I have some (medical) longitudinal data on the detection (or not) of bronchiectasis. I wish to count the number of participants with and without bronchiectasis at their latest follow up/check. I then wish to store the number of patients who do have bronchiectasis and the number who don't.

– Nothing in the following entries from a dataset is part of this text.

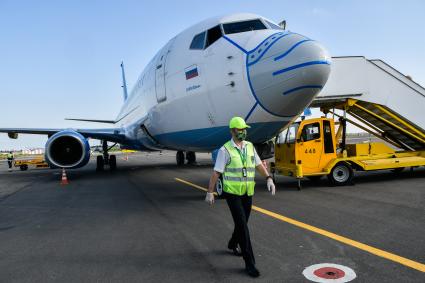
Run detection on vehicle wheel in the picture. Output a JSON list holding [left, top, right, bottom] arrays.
[[109, 155, 117, 171], [186, 151, 196, 164], [176, 150, 184, 166], [328, 162, 354, 186], [96, 155, 105, 171]]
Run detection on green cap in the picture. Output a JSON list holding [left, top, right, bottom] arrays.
[[229, 117, 251, 129]]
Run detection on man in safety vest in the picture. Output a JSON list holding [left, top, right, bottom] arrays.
[[205, 117, 275, 277], [7, 152, 15, 171]]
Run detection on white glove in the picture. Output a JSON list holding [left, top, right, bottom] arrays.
[[205, 193, 214, 205], [267, 178, 276, 195]]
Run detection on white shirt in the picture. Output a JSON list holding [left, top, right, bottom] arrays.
[[214, 139, 261, 173]]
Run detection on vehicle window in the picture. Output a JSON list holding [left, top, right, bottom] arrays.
[[265, 20, 283, 30], [285, 123, 299, 143], [190, 31, 205, 49], [205, 26, 222, 48], [276, 129, 288, 144], [301, 123, 320, 141], [223, 19, 267, 34], [323, 120, 335, 153]]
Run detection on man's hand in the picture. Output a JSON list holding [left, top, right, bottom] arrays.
[[267, 178, 276, 195], [205, 193, 214, 205]]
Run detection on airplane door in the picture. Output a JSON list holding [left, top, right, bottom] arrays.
[[155, 39, 174, 102]]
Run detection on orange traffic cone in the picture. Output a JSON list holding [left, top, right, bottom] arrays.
[[61, 168, 69, 185]]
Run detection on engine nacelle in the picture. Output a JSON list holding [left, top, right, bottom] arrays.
[[45, 130, 90, 168]]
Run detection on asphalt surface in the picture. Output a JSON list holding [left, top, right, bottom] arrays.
[[0, 152, 425, 282]]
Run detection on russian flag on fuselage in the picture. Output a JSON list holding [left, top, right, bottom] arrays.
[[185, 65, 198, 80]]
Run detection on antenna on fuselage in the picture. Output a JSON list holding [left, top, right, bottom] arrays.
[[121, 61, 128, 101]]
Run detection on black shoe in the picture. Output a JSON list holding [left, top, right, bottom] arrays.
[[227, 243, 242, 256], [245, 265, 260, 278]]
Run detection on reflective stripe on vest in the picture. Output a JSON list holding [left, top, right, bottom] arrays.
[[223, 141, 255, 196]]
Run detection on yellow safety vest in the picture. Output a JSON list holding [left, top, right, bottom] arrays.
[[223, 141, 255, 196]]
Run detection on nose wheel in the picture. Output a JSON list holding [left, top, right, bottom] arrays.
[[176, 150, 185, 166], [96, 141, 117, 171], [176, 150, 196, 166]]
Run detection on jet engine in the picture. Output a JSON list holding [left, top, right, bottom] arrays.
[[45, 130, 90, 168]]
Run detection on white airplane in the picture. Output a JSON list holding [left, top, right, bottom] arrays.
[[0, 14, 330, 169]]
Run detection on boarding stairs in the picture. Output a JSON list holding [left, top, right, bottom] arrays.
[[310, 56, 425, 151]]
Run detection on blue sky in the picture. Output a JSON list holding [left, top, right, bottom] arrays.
[[0, 0, 425, 149]]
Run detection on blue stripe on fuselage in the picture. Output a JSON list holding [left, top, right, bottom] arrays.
[[154, 121, 289, 152]]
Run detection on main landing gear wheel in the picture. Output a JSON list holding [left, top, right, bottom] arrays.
[[176, 150, 184, 166], [328, 162, 354, 186], [186, 151, 196, 165], [96, 155, 105, 171]]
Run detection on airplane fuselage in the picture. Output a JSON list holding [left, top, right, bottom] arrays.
[[113, 14, 330, 152]]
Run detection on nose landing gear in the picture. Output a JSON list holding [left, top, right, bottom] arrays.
[[96, 141, 117, 171], [176, 150, 196, 166]]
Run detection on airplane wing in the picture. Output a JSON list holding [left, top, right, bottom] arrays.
[[0, 128, 125, 143]]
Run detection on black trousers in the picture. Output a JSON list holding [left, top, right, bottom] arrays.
[[224, 193, 255, 265]]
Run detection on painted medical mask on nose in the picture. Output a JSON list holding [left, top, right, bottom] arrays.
[[236, 130, 248, 141]]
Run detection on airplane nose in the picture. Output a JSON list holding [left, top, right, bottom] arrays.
[[247, 32, 331, 117]]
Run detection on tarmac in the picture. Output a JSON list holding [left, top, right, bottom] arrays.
[[0, 152, 425, 282]]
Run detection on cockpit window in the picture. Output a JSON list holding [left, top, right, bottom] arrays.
[[205, 26, 222, 48], [265, 20, 283, 30], [223, 19, 267, 34], [190, 31, 205, 50]]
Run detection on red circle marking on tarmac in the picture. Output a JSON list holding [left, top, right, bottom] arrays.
[[313, 267, 345, 279]]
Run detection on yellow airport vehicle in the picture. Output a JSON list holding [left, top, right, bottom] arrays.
[[271, 115, 425, 189], [14, 155, 49, 171]]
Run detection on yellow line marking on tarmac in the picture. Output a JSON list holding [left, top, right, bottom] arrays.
[[174, 178, 425, 272]]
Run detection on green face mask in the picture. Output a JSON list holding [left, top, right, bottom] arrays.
[[236, 130, 248, 141]]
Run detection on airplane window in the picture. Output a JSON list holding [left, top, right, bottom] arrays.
[[205, 26, 222, 48], [285, 123, 300, 143], [265, 20, 283, 30], [190, 31, 205, 49], [223, 19, 267, 34]]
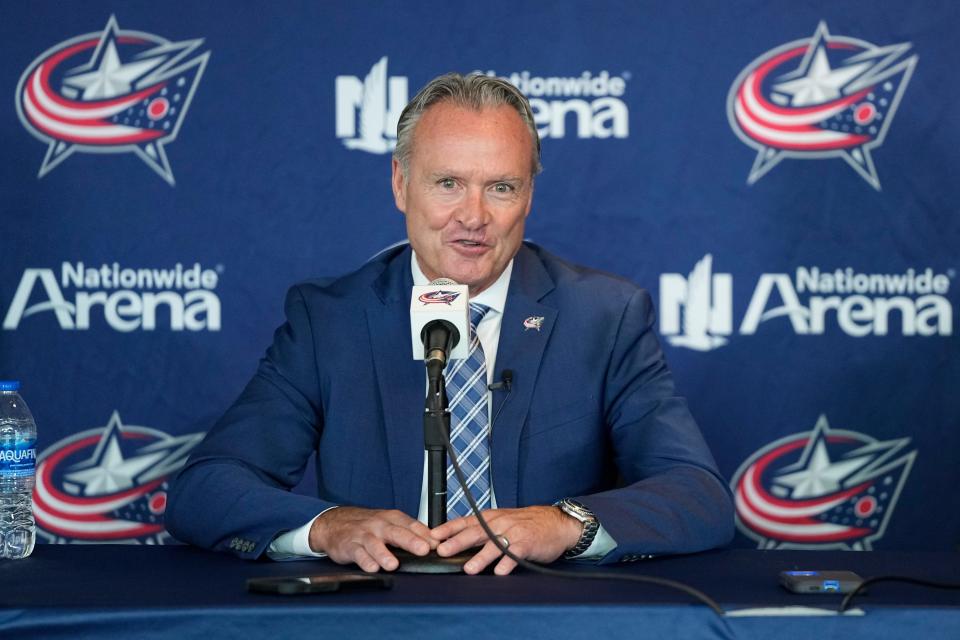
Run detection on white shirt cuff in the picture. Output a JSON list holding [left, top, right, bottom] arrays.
[[267, 506, 340, 561], [572, 525, 617, 560]]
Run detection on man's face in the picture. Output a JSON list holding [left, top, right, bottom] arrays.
[[393, 102, 533, 295]]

This is so I can then insert that number/value into a qmd report easily. (I have other outcomes where I need this method).

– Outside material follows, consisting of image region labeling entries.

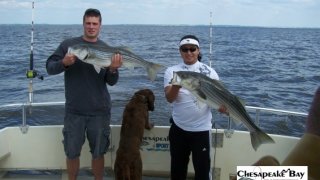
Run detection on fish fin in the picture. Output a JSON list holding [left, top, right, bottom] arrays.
[[235, 96, 246, 106], [250, 130, 275, 151], [197, 90, 207, 100], [147, 63, 164, 81], [93, 65, 101, 74]]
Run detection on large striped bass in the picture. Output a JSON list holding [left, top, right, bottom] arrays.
[[68, 44, 164, 81], [171, 71, 274, 150]]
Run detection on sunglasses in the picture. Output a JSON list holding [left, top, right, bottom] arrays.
[[84, 8, 101, 15], [180, 47, 197, 53]]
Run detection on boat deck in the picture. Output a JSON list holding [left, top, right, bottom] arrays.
[[0, 169, 169, 180]]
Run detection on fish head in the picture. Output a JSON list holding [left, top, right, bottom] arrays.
[[172, 71, 200, 90], [68, 44, 89, 61]]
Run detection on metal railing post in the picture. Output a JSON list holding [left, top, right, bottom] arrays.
[[20, 104, 31, 134]]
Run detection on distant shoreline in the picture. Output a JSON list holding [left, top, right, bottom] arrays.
[[0, 23, 320, 29]]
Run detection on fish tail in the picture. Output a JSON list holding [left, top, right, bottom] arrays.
[[250, 131, 275, 151], [147, 63, 164, 81]]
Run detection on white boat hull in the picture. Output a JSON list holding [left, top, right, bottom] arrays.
[[0, 125, 299, 180]]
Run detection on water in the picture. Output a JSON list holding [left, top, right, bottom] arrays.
[[0, 25, 320, 136]]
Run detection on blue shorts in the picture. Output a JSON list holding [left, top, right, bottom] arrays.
[[62, 113, 110, 159]]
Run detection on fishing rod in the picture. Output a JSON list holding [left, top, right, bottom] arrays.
[[26, 1, 43, 104], [209, 12, 213, 67]]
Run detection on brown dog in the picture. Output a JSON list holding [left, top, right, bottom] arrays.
[[114, 89, 155, 180]]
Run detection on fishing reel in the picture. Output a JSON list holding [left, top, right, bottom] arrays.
[[26, 70, 43, 80]]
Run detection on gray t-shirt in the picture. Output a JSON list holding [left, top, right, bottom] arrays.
[[46, 37, 119, 115]]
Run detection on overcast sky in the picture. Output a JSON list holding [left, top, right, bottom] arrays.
[[0, 0, 320, 28]]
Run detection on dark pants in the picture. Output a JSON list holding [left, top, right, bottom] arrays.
[[169, 123, 211, 180]]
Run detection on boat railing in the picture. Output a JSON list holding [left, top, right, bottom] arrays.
[[0, 101, 307, 133]]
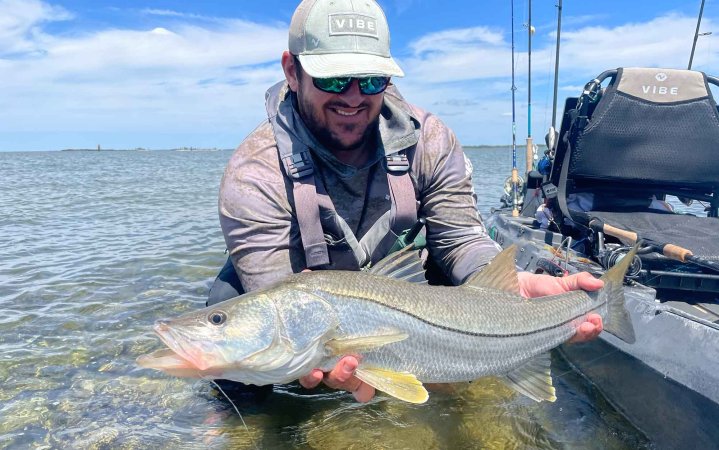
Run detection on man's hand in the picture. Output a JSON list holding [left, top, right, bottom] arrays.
[[517, 272, 604, 343], [300, 356, 375, 403]]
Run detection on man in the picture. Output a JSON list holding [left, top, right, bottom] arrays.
[[208, 0, 602, 401]]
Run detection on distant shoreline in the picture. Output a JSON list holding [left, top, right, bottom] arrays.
[[5, 143, 546, 153]]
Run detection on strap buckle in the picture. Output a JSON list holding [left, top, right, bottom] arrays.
[[282, 150, 314, 180], [387, 152, 409, 173]]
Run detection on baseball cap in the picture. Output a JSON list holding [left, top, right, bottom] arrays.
[[289, 0, 404, 78]]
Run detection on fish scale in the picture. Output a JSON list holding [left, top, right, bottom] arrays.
[[138, 247, 635, 403]]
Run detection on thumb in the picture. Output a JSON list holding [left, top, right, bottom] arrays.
[[561, 272, 604, 291]]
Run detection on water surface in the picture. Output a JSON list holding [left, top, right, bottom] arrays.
[[0, 148, 649, 450]]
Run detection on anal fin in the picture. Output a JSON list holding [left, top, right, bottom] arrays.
[[325, 331, 409, 356], [504, 353, 557, 402], [355, 367, 429, 403]]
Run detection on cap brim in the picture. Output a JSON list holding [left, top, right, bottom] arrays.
[[299, 53, 404, 78]]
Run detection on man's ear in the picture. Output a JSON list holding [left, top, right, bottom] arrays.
[[282, 50, 299, 92]]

Is there a simpler/more accurate method of what I'm doing
Example df
id | date_of_followup | bronchiectasis |
---|---|---|
1 | 01/01/2022 | N |
1 | 01/12/2022 | Y |
2 | 02/07/2022 | Y |
2 | 5/6/2023 | Y |
3 | 01/05/2021 | N |
3 | 3/12/2022 | N |
This is my current code
df1 <- df %>%
group_by(id) %>%
filter(date_of_followup == max(date_of_followup )) %>%
filter(bronchiectasis=="Y")
bronchiectasisyes <- sum(df1$bronchiectasis == "Y")
df2 <- df%>%
group_by(id) %>%
filter(date_of_followup == max(date_of_followup )) %>%
filter(bronchiectasis=="N")
bronchiectasisno <- sum(df2$bronchiectasis == "N")

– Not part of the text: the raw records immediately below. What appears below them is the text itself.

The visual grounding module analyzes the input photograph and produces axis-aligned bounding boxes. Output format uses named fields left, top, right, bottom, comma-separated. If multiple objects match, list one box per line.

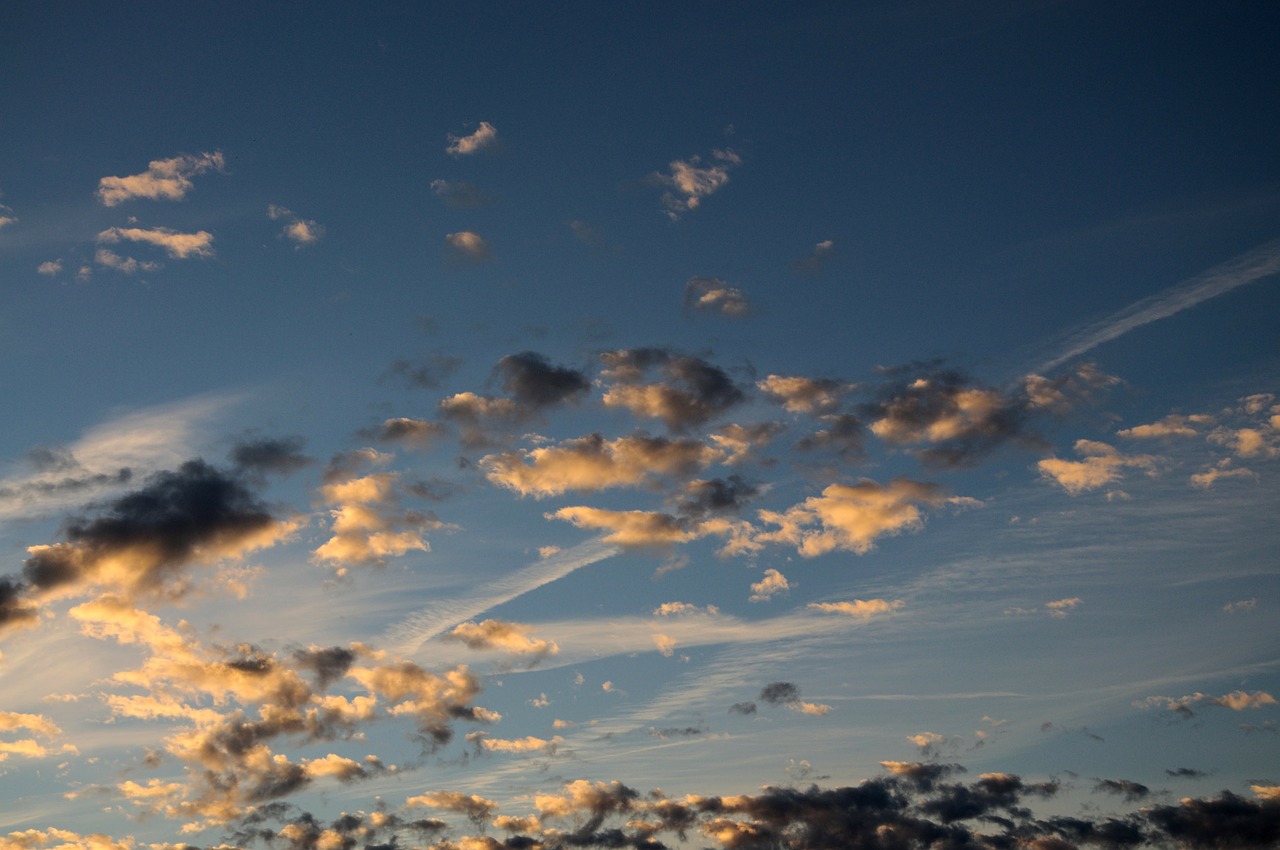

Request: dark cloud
left=383, top=353, right=462, bottom=389
left=796, top=413, right=867, bottom=460
left=431, top=180, right=497, bottom=210
left=758, top=682, right=800, bottom=705
left=685, top=278, right=751, bottom=319
left=861, top=364, right=1032, bottom=467
left=494, top=351, right=591, bottom=410
left=1146, top=791, right=1280, bottom=849
left=227, top=437, right=315, bottom=475
left=600, top=348, right=745, bottom=430
left=677, top=475, right=760, bottom=517
left=360, top=416, right=448, bottom=448
left=1093, top=780, right=1151, bottom=803
left=23, top=461, right=275, bottom=591
left=294, top=646, right=356, bottom=690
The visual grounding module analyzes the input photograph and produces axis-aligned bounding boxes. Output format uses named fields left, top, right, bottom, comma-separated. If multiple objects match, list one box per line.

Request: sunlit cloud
left=444, top=122, right=498, bottom=156
left=97, top=228, right=214, bottom=265
left=97, top=151, right=225, bottom=206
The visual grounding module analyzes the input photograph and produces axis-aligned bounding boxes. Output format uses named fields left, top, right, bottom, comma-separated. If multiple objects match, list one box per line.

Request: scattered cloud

This gets me the desired outcome, but perhaps is a bit messy and I suspect there is a more elegant/robust method
Fixing the date, filtering for max-per-id, then summarizing:
library(dplyr)
df %>%
mutate(date_of_followup = as.Date(date_of_followup, format="%m/%d/%Y")) %>%
slice_max(date_of_followup, by = id) %>%
count(bronchiectasis)
# bronchiectasis n
# 1 N 1
# 2 Y 2
To confirm this is working, see the interim step:
df %>%
mutate(date_of_followup = as.Date(date_of_followup, format="%m/%d/%Y")) %>%
slice_max(date_of_followup, by = id)
# id date_of_followup bronchiectasis
# 1 1 2022-01-12 Y
# 2 2 2023-05-06 Y
# 3 3 2022-03-12 N
(I'm assuming m/d/Y format for your dates ... fix as appropriate.)